“A democracia no Brasil foi seriamente avariada por sua classe dirigente, pelo judiciário sob forte pressão e, nos bastidores, é claro, pelos Estados Unidos. Eles estão satisfeitos com esse resultado [de Bolsonaro]. Ficarão muito felizes de ter um presidente que os ajudará a remover qualquer presidente levemente progressista na região”.
É o que avalia o escritor Tariq Ali em entrevista ao TUTAMÉIA (veja no vídeo no alto da página e increva-se em nosso canal). Sua visão:
“Com a vitória de Bolsonaro, qualquer coisa é possível. Os EUA gostariam de usar os militares brasileiros para ajudá-los. Os EUA sempre gostam de usar regimes militares fortes –oficialmente ou não– para tentar desestabilizar países da América do Sul que eles não gostam. Os EUA vão pressionar as Forças Armadas para que elas se permitam serem usadas para desestabilizar regimes, promover mudanças de regime no continente. Um governo Bolsonaro vai ser usado pelos Estados Unidos e vai se permitir ser usado, porque concorda com os EUA. Não farão essas coisas contra a sua vontade; farão porque concordam”.
Para ele, “os EUA nunca estão ausentes da América do Sul, que consideram como o seu quintal”. Mesmo quando a ênfase dos governos norte-americanos estava nas guerras no Oriente Médio, diz, não houve perda de interesse na região. Ele enfatiza que os Estados Unidos “estiveram por trás do golpe contra Hugo Chávez (em 2002), tentaram derrubar Nicolás Maduro, tentaram desestabilizar o governo cubano, atacaram Morales, e, agora, manobram o governo do Equador, o que é um desastre para nós. Essas políticas no Equador são parte da estratégia de tirar os progressistas da América do Sul dos progressistas”.
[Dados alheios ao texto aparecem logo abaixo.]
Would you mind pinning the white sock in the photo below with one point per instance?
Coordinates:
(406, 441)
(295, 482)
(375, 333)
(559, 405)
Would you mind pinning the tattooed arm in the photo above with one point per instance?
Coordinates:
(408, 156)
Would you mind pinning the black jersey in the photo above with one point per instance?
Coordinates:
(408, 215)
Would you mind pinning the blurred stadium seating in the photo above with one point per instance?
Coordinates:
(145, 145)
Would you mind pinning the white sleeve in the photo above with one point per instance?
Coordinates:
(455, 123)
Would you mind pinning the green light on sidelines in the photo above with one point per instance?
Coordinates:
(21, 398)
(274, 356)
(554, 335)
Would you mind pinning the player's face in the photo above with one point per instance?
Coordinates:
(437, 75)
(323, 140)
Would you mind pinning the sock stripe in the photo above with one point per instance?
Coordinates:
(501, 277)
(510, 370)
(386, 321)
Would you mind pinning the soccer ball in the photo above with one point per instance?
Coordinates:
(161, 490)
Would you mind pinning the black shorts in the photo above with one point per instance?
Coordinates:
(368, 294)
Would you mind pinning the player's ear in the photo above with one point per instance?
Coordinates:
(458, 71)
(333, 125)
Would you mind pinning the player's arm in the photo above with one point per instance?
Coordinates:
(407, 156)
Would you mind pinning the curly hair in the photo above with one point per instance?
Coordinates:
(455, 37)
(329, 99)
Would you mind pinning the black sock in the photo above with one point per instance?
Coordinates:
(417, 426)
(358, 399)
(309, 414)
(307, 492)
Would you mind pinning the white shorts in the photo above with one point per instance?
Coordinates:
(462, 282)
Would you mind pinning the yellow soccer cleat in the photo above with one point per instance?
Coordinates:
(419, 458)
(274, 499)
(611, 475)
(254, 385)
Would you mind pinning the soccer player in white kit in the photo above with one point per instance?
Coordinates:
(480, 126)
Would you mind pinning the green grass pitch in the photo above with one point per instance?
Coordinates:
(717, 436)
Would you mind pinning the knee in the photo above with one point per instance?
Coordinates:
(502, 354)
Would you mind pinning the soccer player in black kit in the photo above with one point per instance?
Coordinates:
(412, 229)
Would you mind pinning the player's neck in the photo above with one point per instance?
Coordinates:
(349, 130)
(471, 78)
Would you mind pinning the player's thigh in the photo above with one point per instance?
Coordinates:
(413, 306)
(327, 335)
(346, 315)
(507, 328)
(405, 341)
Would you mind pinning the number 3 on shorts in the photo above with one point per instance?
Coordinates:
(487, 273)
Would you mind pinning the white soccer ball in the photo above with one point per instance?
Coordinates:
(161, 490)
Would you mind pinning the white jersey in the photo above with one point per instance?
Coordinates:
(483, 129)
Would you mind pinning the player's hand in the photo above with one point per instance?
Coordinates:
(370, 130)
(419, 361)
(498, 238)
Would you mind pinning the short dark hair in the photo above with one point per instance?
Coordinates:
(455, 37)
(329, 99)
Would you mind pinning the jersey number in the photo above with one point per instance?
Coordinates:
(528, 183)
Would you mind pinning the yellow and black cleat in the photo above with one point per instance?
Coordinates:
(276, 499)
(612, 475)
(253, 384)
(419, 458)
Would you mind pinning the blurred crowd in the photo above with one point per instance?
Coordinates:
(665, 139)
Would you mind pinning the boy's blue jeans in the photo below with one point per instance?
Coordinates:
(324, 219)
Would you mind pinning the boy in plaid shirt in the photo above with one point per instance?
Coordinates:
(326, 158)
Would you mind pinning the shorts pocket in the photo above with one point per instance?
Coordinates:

Tariq Ali coloca nesse mesmo contexto o processo contra Dilma, “que foi removida por um golpe de Estado”, e na insistência em manter Lula na prisão. No passado, diz, “tentaram contrapor Lula a Chávez; Lula era bom, Chávez era ruim. Agora, Lula é ruim. Os Estados Unidos estão envolvidos”.
DEMOCRACIA SOB ATAQUE; BOLSONARO É DESASTRE COMPLETO
Aos 74 anos, o escritor e cineasta paquistanês tem uma trajetória de militância. Radicado em Londres, estudou ciência política e filosofia em Oxford. Escreveu mais de duas dúzias de livros, entre romances e publicações sobre a história mundial. É hoje editor da “New Left Review”.
Na juventude, ele foi militante contra a guerra do Vietnã e conviveu, entre outros, com John Lennon. Foi para Ali que Lennon ligou para mostrar “Power to the People”. Nesta entrevista ao TUTAMÉIA, via internet, desde Londres, o escritor rememora esse momento e outros.
Ali considera uma possível eleição de Jair Bolsonaro “um total e completo desastre político para o Brasil. Ele é um político de extrema direita, que apoia a ditadura militar, a tortura, a brutalidade, a prisão sem julgamento, coisas que, no passado, forçaram ao exílio muitos brasileiros –eu me lembro bem deles”.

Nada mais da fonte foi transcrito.